末期がんの治療風景が変わっています。
かつて末期がんは、余命がかなりの確度で予測できました。しかし治療法の進歩で予想を超え生きのびる患者が多くなっています。
生と死のあいだで長引く「グレーゾーン」に、医師、患者はどう対処すればいいのか(When Your Terminal Cancer Becomes a Chronic Illness. By Daniela J. Lamas, May 10, 2026. The New York Times)。
がんを治療するダニエラ・ラマス医師は、60代の腎臓がん患者、シェド・ボーレンさんの例を引いています。
ボーレンさんは去年夏、腎臓がんが肺などにも転移してステージ4の末期がんと診断されました。余命数か月とされ、周囲にお別れを告げ葬儀の準備までしている。しかし免疫療法剤などでがんは縮小し、いまは社会生活に復帰しています。

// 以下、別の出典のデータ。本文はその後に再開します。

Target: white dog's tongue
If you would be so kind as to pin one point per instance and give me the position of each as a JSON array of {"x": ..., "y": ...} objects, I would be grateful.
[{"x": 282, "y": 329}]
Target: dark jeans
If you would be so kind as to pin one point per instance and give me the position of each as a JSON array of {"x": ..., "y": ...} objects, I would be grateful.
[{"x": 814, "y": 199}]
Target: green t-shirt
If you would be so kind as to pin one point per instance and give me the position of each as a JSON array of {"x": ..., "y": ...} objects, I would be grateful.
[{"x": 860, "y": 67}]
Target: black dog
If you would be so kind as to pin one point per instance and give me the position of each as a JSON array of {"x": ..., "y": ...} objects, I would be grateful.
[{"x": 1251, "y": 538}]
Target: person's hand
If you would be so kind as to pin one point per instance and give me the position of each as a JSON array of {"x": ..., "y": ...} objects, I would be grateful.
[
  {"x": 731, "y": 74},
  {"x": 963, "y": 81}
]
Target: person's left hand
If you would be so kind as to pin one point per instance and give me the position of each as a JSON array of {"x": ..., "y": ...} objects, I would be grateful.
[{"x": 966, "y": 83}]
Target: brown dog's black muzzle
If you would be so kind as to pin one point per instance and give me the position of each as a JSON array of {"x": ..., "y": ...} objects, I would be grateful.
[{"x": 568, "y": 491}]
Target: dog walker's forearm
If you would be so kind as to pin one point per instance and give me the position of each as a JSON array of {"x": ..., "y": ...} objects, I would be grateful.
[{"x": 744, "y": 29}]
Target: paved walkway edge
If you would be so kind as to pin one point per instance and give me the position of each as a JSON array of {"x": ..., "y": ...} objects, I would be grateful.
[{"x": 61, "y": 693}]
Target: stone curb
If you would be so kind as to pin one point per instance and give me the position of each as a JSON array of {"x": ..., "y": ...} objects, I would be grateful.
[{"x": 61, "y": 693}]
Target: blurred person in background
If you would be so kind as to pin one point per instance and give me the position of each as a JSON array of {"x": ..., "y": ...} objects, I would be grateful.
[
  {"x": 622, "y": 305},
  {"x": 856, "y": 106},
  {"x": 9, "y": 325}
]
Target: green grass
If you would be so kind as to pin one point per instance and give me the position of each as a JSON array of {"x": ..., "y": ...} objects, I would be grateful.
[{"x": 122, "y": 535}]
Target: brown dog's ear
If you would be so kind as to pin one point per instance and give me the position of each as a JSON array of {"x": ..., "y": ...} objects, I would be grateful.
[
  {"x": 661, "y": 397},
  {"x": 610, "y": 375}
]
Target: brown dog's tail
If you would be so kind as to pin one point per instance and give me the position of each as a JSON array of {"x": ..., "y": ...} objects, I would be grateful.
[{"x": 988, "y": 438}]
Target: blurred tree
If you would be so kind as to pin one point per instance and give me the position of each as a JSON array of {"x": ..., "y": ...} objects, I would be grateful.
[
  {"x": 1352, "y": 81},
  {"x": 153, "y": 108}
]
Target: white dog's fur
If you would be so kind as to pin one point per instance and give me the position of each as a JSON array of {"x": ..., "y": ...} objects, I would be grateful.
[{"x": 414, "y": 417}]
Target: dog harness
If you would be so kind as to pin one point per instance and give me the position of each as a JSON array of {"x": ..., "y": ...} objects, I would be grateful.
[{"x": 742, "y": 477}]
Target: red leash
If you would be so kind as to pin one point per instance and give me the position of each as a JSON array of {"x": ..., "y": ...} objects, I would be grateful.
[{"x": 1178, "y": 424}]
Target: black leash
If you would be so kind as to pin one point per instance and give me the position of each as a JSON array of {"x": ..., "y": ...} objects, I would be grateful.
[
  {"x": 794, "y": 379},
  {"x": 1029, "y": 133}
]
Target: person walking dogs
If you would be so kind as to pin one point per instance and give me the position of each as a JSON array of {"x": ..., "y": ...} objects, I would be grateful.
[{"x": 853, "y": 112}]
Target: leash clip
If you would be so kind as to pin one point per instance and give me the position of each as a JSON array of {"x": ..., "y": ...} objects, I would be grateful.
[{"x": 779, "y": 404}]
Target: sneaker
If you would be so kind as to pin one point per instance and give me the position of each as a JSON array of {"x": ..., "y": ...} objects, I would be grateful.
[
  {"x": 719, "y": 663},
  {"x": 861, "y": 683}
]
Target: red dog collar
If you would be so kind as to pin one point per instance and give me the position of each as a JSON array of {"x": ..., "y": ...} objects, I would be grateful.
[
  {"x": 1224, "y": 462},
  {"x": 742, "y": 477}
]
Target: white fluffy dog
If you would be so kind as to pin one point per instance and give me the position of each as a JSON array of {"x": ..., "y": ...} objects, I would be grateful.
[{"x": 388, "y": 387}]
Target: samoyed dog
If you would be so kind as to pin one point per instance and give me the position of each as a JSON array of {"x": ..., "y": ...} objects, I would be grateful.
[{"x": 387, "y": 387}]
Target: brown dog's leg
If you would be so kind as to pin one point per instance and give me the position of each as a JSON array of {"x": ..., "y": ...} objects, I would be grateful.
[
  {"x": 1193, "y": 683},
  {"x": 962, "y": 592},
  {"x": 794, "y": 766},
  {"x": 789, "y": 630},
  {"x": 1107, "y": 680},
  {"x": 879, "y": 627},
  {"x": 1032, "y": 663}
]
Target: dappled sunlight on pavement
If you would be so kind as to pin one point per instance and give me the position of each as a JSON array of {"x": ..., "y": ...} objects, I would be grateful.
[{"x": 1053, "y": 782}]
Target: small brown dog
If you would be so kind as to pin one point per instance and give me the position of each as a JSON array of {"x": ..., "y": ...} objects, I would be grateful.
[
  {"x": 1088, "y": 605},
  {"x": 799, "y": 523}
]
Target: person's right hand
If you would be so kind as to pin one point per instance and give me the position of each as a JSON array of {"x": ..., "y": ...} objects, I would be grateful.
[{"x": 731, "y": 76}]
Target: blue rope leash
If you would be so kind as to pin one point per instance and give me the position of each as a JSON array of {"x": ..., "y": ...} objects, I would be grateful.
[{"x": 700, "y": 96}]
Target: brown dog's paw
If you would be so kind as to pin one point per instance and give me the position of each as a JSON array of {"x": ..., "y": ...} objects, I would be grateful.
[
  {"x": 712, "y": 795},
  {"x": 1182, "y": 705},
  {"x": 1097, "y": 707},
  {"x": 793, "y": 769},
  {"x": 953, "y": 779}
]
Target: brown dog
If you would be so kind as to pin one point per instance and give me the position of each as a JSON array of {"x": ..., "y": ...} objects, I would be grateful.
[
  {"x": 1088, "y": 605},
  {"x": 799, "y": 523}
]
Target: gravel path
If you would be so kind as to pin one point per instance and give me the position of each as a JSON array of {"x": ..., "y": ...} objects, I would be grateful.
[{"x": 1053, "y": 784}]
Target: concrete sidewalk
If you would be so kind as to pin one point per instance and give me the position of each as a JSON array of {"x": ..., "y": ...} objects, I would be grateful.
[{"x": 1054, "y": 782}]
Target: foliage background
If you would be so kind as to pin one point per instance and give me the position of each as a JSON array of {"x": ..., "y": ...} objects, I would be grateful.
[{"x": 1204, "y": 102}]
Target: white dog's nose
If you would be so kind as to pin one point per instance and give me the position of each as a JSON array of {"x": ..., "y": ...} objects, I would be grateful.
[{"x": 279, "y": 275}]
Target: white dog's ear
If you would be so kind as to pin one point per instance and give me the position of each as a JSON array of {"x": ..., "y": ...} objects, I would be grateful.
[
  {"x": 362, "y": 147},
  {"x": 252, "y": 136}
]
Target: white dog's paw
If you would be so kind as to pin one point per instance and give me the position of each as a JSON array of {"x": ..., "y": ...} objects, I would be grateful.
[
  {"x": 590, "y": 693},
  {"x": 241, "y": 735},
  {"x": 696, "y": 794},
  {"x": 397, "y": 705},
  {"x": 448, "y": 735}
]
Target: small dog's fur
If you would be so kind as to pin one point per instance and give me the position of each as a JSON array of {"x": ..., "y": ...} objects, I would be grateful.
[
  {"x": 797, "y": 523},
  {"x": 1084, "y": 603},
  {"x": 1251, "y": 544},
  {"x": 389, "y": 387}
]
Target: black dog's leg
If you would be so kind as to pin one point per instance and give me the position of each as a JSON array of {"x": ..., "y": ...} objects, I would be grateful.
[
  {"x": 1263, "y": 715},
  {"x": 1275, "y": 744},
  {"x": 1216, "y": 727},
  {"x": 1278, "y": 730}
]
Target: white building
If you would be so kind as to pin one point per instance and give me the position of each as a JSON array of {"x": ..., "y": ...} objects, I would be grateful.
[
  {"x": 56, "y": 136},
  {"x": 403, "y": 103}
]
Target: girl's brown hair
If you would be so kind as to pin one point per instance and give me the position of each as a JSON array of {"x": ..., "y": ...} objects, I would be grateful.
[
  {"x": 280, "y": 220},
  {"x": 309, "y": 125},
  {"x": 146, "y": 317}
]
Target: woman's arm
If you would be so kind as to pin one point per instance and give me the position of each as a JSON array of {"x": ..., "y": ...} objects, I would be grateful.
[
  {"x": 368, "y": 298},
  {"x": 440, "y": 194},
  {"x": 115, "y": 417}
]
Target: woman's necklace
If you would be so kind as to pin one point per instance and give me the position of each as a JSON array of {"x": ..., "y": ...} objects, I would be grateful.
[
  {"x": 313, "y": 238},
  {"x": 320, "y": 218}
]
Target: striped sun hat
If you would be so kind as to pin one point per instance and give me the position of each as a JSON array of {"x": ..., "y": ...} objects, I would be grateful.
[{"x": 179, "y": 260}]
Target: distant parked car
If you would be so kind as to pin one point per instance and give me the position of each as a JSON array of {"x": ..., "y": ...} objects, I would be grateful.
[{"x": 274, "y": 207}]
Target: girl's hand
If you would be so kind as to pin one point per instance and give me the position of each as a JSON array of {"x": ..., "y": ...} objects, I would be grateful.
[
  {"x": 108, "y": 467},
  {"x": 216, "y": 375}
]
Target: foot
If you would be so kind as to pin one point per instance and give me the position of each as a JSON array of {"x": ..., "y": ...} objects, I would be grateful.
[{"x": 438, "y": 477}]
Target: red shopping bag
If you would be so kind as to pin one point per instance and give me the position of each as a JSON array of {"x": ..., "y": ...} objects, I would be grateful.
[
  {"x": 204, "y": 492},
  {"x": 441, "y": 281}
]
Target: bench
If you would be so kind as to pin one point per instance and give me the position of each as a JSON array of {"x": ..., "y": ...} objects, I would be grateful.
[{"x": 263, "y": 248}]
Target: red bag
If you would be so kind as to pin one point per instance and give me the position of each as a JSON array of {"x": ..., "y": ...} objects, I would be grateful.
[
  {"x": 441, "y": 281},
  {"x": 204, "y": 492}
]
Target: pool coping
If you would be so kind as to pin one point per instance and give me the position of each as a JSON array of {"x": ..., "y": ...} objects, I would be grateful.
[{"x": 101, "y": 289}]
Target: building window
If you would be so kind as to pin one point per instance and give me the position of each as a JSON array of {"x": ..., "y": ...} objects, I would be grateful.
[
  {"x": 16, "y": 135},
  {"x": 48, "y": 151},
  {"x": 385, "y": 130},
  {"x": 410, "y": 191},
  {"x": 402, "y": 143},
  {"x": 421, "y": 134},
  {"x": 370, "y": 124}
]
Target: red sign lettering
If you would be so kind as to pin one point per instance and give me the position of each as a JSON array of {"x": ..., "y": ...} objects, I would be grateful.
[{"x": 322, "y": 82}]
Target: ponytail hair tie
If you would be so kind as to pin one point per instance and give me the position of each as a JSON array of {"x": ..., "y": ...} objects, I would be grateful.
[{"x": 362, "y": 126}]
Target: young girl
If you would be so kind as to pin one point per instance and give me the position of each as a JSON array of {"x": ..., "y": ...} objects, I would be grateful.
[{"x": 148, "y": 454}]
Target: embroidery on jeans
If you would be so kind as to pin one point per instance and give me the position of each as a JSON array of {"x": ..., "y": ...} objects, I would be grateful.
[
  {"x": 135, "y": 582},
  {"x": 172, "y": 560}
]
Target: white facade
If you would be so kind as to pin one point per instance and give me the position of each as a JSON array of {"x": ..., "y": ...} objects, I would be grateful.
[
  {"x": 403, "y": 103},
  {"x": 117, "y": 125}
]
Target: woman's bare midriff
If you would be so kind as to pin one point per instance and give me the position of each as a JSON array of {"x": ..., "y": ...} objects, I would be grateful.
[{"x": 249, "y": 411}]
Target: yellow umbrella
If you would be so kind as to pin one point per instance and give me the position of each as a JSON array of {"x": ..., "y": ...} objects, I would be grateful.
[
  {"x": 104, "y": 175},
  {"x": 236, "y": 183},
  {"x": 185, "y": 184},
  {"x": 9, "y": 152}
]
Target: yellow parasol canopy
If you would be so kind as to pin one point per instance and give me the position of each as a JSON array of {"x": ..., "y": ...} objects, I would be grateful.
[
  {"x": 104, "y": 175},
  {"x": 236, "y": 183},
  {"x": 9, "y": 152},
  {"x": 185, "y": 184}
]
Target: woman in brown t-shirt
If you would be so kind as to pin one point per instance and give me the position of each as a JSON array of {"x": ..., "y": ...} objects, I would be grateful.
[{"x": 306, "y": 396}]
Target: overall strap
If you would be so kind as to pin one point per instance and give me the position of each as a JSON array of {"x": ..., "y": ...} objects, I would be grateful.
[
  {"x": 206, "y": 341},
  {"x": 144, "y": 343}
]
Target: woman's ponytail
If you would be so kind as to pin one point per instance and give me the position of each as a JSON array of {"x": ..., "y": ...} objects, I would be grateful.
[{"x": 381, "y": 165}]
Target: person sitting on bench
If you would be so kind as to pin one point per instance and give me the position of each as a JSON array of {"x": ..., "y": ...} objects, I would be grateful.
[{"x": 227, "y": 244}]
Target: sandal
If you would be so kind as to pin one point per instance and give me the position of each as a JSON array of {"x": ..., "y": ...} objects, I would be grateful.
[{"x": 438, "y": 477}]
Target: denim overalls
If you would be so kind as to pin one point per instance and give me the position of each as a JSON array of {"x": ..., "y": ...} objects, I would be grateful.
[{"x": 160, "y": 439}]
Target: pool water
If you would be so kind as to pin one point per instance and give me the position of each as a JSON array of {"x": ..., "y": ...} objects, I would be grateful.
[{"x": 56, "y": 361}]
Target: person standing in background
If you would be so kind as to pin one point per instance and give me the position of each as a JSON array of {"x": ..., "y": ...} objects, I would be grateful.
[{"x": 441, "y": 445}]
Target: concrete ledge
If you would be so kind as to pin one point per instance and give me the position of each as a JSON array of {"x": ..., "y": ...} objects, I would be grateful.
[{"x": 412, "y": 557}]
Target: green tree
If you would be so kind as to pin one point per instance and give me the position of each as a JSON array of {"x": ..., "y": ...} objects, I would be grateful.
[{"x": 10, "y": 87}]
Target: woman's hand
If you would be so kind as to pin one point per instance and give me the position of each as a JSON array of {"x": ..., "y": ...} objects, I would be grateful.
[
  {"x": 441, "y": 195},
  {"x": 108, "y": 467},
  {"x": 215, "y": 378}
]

ボーレンさんはしかし、よろこんではいない。がんはいつまた悪化するかわからず、自分は「グレーゾーン」にいるといいます。

15年前、末期がん患者は多くが数か月で亡くなりました。けれど治療法の進歩で以前よりずっと生きのびるケースが増えています。
ラマス医師は、余命が延びていることは患者にも医師にも新たな心理的負担になっていると指摘する。死ぬまでに1年といわれればそれなりの心がまえができるけれど、それが5年かもしれないとなったらどうだろう。「引きのばされた人生」にどう対処するか。「あなたは治っていない、けれど死にかけてもいない」ことを、医者はどう伝えればいいか。
おそらく従来のがん治療では考える必要のなかった、グレーゾーンを生きる対処法としての医療文化、言語が必要になるでしょう。
メンタルヘルスやソーシャルワークをとり入れた、治療という概念を超える生き方を、患者も医師もともに探し求めることになるのではないか。

ラマス医師の寄稿から感じたのは、「勝つか負けるか」の二極分化におちいらない方がいいということでした。ラマス医師はそれを患者から学んでいる。もう治療法はない、けれどいますぐ死ぬわけではないという、どっちつかずのグレーエリアにいながら、それでも患者はよりよい生き方を探し求めることができる。遠い将来を考えることができないならば、1日1日をよりよくすごすことにつきるのではないか。
ありきたりなようであり、救いがないかのようでもある。けれどそれがグレーエリアを生きる現実でしょう。ありきたりだからこそ、そこには太古の人間の知恵というものがあるのではないかとも思えます。